On October 19, 2016, on the occasion of their first anniversary in Brussels, the consulting firm Red Flag organized a debate where a number of lobbyists discussed Industry’s role in policymaking. Red Flag presented the findings of their research into lobbyists’ access to policymakers, following the implementation of the new inter-institutional agreement on the Transparency Register.
While celebrating their first year in Brussels, the consulting firm Red Flag, specialized in Strategic Communications and Government & Public Affairs, provided an audience composed mainly of lobbyists with the results of its recently conducted peer-research. They gathered intelligence from the lobbying community on topics including transparency expectations versus realities, the effect of the Transparency Register on lobbying, what exclusion looks like, and finally how industry lobbying compares to NGO lobbying.
These research results served as a trampoline for the debate moderated by James Panichi from MLEX Brussels. The panel was composed of Seamus Conboy, Director of Red Flag, Rui Faria da Cunda, Society of European Affairs Professionals, Daniel Freund, from Transparency International and finally John Collins, from the American Bankers Association.
The research revealed interesting trends. Indeed, “96% said there has been a negative shift in perception of Industry in recent years” while the voice of NGO lobbying is regarded more positively. The push for transparency has emphasized this shift and has also exposed lobbyists’ fear that their access to policymakers will be tougher in the future.

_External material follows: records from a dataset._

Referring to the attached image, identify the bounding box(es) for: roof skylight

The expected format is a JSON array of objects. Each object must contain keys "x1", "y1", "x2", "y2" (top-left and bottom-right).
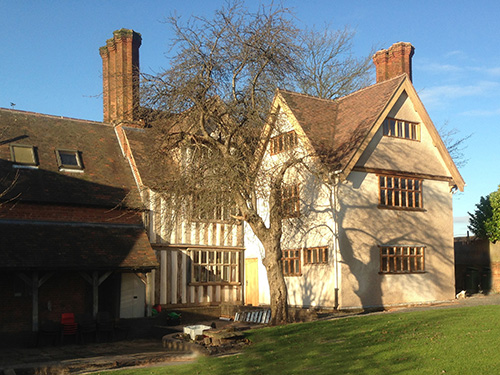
[
  {"x1": 10, "y1": 144, "x2": 38, "y2": 168},
  {"x1": 56, "y1": 149, "x2": 84, "y2": 172}
]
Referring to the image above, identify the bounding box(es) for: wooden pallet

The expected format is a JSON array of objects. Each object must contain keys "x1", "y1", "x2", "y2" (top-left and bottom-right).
[{"x1": 234, "y1": 309, "x2": 271, "y2": 324}]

Exclusion is also considered.
While accepting the importance of lobbying, Daniel Freund of Transparency International affirmed that ethical lobbying is necessary. This would entail strict adherence to rules including revealing who firms are representing as well as a workable register of lobbyist.
Generally, the debate and the following Q&A session further exposed the difference between perception and reality concerning the access to policymakers by industry on the one hand, and NGOs on the other. While industry may be well-funded and benefit from most of the face-time with policymakers, NGO lobbying is more results-oriented and relies more strongly on social media to affect change.
The debate ended with a consensus: the only way to ensure policymakers do not legislate in a vacuum is to provide them with information issued through ethical lobbying which meets transparency rules that are fair to all.